According to the Pew Research Center, nationwide, traditional newspaper print advertising declined by 49 percent between 2003 and 2013. With decreasing revenues, daily newspapers across the country were forced to cut 15,000 newsroom jobs between 2000 and 2010, based on a report by the Federal Communications Commission. Newspapers in North Carolina have also experienced major cuts. Since 2004, the state’s two largest print papers, the Raleigh News & Observer and The Charlotte Observer have eliminated several hundred staff positions, many of which were newsroom positions.
These staffing cuts affect state and local level accountability reporting, which focuses on a more in-depth, investigative look at specific topics that are geared toward civic interest and government affairs. As a result of these cuts, reporters cannot solely devote themselves to specific beats such as education and the environment; many newspapers have consolidated beats or dropped them altogether.
Cuts have also affected coverage of the state capitol, particularly at newspapers outside of Raleigh and Charlotte. A new report from Pew Research notes that in 1990, the state had 42 full-time capitol reporters, a number that fell to only 12 in 2008 but has now climbed upward to 18 full-time and 20 part-time reporters covering state-level public affairs.
In response to these trends, various efforts are underway to increase state and local accountability reporting. Traditional newspapers are seeking new ways to raise revenue to support their newsroom staff, while smaller for-profit media startups have emerged in places like Charlotte, Davidson, and Winston-Salem.

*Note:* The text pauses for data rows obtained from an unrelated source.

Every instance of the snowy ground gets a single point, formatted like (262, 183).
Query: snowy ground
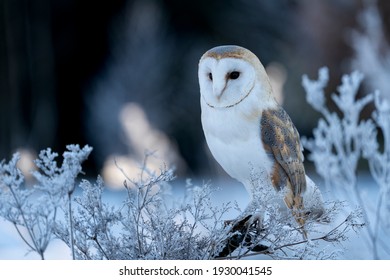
(12, 247)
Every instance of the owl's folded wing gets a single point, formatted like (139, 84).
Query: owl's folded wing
(281, 140)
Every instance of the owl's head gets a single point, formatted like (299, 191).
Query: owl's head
(228, 74)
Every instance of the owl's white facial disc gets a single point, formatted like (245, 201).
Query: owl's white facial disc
(225, 82)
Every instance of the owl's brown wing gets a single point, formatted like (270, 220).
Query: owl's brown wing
(281, 141)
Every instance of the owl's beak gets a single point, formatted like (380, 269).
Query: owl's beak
(219, 89)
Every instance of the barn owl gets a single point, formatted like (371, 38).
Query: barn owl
(245, 128)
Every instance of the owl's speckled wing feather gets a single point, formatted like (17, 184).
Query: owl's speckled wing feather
(281, 141)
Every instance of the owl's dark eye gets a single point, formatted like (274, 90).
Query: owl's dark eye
(234, 75)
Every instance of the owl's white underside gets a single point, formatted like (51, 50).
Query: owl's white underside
(232, 118)
(235, 141)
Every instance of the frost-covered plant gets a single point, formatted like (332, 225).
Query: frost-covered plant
(36, 208)
(342, 139)
(270, 229)
(144, 225)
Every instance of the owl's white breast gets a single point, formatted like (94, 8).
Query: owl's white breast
(233, 137)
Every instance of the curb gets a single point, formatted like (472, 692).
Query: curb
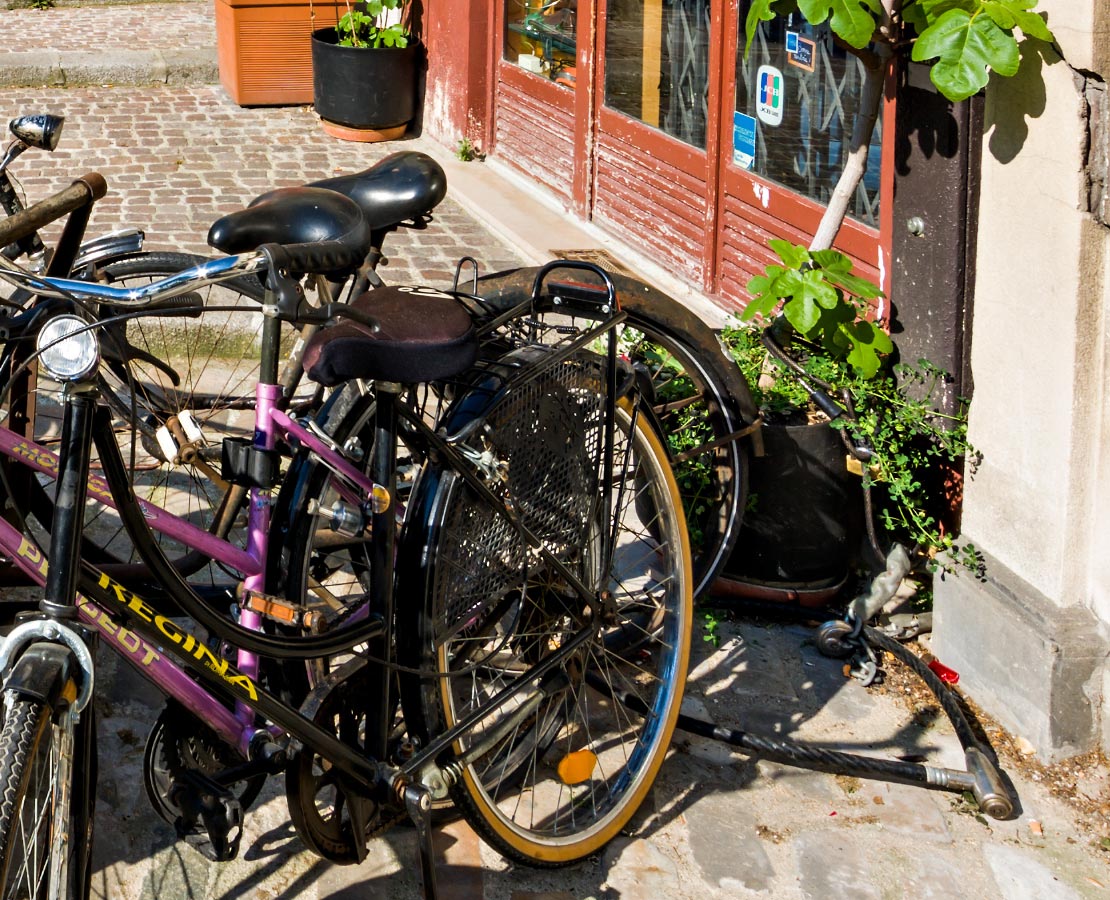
(122, 67)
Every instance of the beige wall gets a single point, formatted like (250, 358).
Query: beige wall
(1040, 503)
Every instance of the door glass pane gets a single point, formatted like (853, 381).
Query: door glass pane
(796, 98)
(657, 63)
(540, 37)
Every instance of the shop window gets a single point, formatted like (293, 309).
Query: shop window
(540, 37)
(657, 64)
(796, 99)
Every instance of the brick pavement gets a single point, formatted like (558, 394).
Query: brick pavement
(177, 159)
(717, 825)
(183, 24)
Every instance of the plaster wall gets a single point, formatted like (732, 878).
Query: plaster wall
(1029, 505)
(1040, 360)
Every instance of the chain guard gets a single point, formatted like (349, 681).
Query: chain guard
(333, 816)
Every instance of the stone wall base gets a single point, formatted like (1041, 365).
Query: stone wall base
(1041, 670)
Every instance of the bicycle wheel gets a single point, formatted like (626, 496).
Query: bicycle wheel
(698, 398)
(37, 818)
(178, 383)
(555, 771)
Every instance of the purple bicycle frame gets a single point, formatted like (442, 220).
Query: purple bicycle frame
(234, 727)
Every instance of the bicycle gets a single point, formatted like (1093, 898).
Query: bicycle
(573, 656)
(174, 424)
(700, 403)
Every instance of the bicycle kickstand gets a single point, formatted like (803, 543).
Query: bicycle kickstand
(419, 807)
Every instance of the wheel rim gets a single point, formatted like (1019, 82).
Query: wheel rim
(572, 770)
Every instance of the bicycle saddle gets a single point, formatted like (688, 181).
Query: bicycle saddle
(293, 215)
(403, 185)
(423, 335)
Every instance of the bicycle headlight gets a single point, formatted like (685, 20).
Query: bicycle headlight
(68, 349)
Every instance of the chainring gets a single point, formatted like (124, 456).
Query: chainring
(180, 741)
(332, 815)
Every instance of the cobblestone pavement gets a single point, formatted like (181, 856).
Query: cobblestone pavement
(717, 823)
(185, 24)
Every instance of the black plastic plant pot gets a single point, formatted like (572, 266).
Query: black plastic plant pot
(806, 524)
(360, 87)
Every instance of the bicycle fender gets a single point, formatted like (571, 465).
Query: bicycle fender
(42, 674)
(109, 248)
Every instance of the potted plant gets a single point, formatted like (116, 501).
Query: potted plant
(364, 71)
(806, 517)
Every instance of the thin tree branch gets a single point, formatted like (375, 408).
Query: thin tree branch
(875, 68)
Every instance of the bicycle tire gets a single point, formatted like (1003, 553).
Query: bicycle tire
(31, 801)
(447, 557)
(713, 483)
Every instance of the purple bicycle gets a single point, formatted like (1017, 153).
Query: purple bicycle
(473, 583)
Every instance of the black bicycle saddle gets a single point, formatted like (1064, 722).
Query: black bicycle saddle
(403, 185)
(293, 215)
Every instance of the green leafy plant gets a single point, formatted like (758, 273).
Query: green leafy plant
(467, 151)
(374, 23)
(920, 453)
(968, 39)
(824, 302)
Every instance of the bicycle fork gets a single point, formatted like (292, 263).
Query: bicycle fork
(50, 658)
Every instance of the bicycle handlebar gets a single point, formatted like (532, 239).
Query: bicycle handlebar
(26, 222)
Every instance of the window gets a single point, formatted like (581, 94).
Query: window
(657, 64)
(796, 98)
(540, 37)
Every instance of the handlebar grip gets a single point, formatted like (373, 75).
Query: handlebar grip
(26, 222)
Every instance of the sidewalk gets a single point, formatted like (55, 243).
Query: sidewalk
(718, 823)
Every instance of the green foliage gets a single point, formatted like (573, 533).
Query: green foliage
(712, 626)
(967, 49)
(825, 303)
(364, 24)
(968, 39)
(467, 151)
(919, 453)
(853, 20)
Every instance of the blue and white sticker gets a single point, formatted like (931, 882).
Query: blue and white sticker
(770, 95)
(744, 140)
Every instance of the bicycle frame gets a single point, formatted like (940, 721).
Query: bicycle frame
(165, 654)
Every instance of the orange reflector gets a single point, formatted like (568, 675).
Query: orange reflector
(575, 768)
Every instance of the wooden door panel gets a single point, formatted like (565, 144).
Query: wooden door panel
(534, 128)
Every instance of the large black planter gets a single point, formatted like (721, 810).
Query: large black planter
(805, 527)
(363, 88)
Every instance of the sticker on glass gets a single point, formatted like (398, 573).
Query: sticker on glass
(772, 93)
(744, 140)
(804, 53)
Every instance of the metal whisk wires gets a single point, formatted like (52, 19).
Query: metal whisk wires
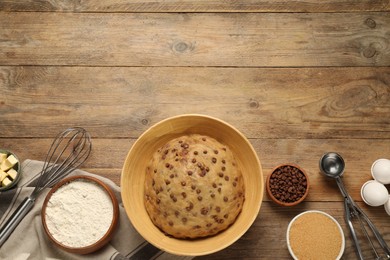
(68, 151)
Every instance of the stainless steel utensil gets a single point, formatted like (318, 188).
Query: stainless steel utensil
(68, 151)
(332, 165)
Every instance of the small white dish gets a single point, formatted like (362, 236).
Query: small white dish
(311, 230)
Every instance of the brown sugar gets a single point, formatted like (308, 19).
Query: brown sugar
(314, 235)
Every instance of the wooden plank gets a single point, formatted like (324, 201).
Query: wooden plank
(195, 6)
(261, 102)
(108, 156)
(266, 239)
(195, 39)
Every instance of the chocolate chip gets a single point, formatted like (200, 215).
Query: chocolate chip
(204, 211)
(190, 206)
(288, 184)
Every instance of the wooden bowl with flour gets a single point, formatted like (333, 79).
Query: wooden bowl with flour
(80, 214)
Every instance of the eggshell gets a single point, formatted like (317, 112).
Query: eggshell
(380, 171)
(374, 193)
(387, 206)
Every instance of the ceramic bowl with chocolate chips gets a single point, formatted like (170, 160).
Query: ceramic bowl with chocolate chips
(287, 185)
(192, 185)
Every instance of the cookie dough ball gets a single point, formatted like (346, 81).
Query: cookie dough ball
(193, 187)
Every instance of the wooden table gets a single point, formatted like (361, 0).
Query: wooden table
(298, 78)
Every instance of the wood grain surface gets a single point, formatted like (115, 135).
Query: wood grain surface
(297, 78)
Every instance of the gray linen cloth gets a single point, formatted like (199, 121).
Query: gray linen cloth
(28, 241)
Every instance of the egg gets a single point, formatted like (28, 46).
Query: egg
(380, 171)
(387, 206)
(374, 193)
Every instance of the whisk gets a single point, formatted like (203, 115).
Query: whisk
(68, 151)
(332, 165)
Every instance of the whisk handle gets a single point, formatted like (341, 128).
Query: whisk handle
(10, 225)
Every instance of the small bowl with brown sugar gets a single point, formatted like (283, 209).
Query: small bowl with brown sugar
(287, 184)
(315, 234)
(192, 185)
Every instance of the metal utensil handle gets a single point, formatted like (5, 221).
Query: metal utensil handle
(15, 219)
(348, 219)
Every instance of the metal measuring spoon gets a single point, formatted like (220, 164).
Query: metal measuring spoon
(333, 165)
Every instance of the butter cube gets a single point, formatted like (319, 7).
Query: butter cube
(3, 156)
(8, 163)
(6, 182)
(12, 159)
(2, 175)
(12, 173)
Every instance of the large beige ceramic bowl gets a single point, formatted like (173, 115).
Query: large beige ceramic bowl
(133, 177)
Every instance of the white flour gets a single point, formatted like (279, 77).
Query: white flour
(79, 213)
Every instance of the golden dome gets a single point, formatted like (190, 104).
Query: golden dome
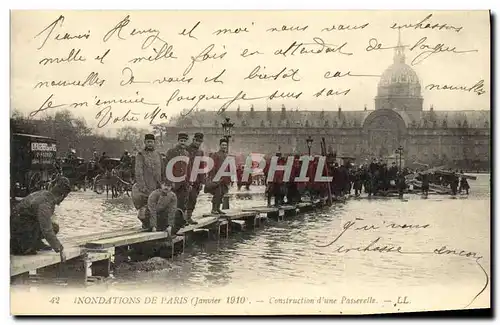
(399, 73)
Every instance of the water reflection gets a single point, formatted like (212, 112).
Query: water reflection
(287, 251)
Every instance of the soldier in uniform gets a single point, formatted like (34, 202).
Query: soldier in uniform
(218, 188)
(31, 220)
(180, 169)
(148, 176)
(194, 150)
(162, 205)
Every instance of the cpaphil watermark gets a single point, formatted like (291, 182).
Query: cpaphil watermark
(277, 169)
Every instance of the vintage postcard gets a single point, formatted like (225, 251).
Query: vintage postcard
(249, 162)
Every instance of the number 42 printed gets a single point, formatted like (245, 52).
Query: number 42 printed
(54, 300)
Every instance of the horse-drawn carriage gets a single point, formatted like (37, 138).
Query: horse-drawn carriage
(76, 170)
(32, 163)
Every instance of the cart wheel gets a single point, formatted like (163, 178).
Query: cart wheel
(35, 183)
(95, 181)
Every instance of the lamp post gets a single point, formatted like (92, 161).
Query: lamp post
(227, 130)
(399, 151)
(309, 142)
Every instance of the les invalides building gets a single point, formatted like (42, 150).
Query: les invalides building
(459, 139)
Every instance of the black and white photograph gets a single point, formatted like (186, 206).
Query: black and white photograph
(249, 162)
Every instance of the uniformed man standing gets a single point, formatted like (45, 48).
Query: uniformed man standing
(218, 188)
(180, 169)
(148, 176)
(194, 151)
(31, 220)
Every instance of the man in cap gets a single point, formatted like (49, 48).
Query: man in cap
(194, 151)
(31, 220)
(180, 169)
(148, 176)
(218, 188)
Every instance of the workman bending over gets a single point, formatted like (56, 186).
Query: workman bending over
(31, 220)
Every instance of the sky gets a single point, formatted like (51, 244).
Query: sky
(40, 38)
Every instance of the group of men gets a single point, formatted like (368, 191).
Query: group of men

Recently, increased attention has been placed on the potential of nonprofits to fill this reporting gap and provide important civic information to citizens. Across the country, and here in North Carolina, a number of nonprofit news outlets have emerged over the last few years. Carolina Public Press, for example, covers an array of civic issues and conducts investigative reporting in the Western region of the state, while Raleigh Public Record covers city and municipal affairs in Raleigh and Wake County. The Coastal Review reports on environmental issues along the state's coastline, while news sites like NC Policy Watch and NC Health News cover statewide policy on a variety of matters.
The shifts in the media landscape raise questions such as: How will the media industry continue to adapt to this changing landscape? And how will this emergence of nonprofit news fit into the equation moving forward? What are some ways in which traditional and new media outlets will be creative, innovative and revenue-generating and provide the information to the public that is critical to fostering a well-informed public and healthy democracy? In this era of technology advances that both disrupt and enhance media and journalism, there will be important roles for the nonprofit sector to play in providing credible information to the public.